Ni Yulan studierte Rechtswissenschaften an der Universität Peking. Sie wurde Anwältin und erhielt 1986 im Alter von 25 Jahren einen Posten bei der chinesischen Welthandelskorporation. Im Jahr 2002 begann China, sich auf die Olympischen Spiele 2008 vorzubereiten. Dazu gehörte der Abriss von Wohnbauten, um Platz für olympische Einrichtungen zu schaffen. Die Bewohner waren damit nicht glücklich. In Zeiten steigender Grundstückpreise hätten sie auch gerne eine Entschädigung erhalten.
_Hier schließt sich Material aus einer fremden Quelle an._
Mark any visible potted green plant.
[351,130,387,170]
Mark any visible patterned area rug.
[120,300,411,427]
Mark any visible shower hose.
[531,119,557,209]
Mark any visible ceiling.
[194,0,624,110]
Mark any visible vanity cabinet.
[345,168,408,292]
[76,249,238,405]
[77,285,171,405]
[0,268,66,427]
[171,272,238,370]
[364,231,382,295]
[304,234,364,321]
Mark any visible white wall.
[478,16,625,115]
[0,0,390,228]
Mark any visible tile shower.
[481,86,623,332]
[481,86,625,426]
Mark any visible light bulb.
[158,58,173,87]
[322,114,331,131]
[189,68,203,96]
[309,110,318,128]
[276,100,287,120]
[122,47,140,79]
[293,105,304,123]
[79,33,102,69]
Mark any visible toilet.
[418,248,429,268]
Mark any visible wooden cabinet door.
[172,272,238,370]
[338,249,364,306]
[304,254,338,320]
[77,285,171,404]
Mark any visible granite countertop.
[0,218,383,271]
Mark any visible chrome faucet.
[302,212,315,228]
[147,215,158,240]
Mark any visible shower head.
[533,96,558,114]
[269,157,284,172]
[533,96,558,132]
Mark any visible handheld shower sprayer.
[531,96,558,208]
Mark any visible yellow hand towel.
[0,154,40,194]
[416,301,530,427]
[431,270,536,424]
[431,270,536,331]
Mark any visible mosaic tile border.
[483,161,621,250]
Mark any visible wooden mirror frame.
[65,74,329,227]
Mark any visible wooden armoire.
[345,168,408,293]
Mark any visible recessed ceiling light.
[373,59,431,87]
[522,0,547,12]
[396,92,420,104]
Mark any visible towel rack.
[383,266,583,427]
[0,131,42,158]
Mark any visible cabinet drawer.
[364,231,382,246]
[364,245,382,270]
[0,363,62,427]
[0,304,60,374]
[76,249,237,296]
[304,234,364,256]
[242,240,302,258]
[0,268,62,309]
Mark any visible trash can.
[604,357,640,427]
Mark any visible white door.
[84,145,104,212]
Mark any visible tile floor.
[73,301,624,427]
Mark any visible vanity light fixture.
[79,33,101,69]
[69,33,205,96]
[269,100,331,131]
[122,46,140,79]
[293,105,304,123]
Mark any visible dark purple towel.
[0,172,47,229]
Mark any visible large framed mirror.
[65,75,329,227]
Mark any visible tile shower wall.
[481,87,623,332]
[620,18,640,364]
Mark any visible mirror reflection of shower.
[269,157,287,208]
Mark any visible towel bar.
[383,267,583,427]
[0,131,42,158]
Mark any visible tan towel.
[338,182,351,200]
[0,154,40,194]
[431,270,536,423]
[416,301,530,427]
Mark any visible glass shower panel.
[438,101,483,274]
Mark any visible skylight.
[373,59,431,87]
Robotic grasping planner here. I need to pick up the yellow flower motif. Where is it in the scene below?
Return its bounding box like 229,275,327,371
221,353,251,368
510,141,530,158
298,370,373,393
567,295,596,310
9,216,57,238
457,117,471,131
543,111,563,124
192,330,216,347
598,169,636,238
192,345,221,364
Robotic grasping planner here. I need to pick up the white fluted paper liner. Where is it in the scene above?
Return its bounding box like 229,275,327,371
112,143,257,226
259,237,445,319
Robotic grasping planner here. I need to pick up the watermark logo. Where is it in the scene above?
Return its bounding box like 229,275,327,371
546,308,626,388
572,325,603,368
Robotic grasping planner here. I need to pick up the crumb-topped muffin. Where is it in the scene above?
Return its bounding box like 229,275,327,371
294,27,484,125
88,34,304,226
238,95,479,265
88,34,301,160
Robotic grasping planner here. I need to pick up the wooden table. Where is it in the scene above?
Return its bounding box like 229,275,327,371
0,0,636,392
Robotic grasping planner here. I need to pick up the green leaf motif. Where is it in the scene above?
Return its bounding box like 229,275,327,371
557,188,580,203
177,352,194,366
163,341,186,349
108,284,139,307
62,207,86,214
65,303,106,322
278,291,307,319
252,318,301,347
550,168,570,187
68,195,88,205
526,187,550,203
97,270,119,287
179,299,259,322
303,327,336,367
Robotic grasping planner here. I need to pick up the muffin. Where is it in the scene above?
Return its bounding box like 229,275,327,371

Jedenfalls übernahm Ni einen dieser Fälle und filmte den Abriss des Hauses ihres Mandanten - sehr zum Missfallen der Polizei. Sie wurde verhaftet und verprügelt; ihr Steißbein brach. Seither geht sie auf Krücken. Wenige Monate nach ihrer Entlassung forderte sie von der Pekinger Stadtregierung eine Entschädigung. Stattdessen wurde Ni erneut verhaftet - wegen "Behinderung öffentlicher Unternehmungen". Dafür fasste sie eine einjährige Haftstrafe aus, die sie ihre Lizenz als Anwältin kostete.
Vier Monate vor Olympia geriet auch ihr eigenes Haus ins Visier der Platzschaffer. Eine Mauer, die Nis Heim umgab, wurde abgerissen. Der darauffolgende Protest brachte der Wiederholungstäterin zwei Jahre Haft ein. Ihre Berichte von der Zeit im Gefängnis zeichnen ein Bild des Sadismus: Die Krücken seien ihr weggenommen worden, sie habe täglich fünf Stockwerke der Anstalt hoch- und wieder hinunterkriechen müssen, der Gang auf die Toilette sei eine Qual, die "Hilfe" der Beamten eine Erniedrigung gewesen.
Währenddessen wurde ihr Haus abgerissen - samt Inventar. Es habe keine Vorwarnung gegeben, sagt ihr Mann, die Polizei habe ihm verboten, das Haus zu betreten. Entschädigung erhielt das Ehepaar keine. Nach ihrer erneuten Entlassung lebte Ni mit ihrem Mann in einem Zelt in einem Pekinger Park. Nachdem in den vergangenen Wochen bereits zwei andere Dissidenten zu mehrjährigen Haftstrafen verurteilt wurden, steht nun die 51-Jährige Ni erneut vor Gericht. Der Vorwurf: Beweismittelfälschung mit dem Vorsatz der Bereicherung und öffentliche Ruhestörung. Westliche Analysten meinen, China statuiere wieder einmal ein Exempel.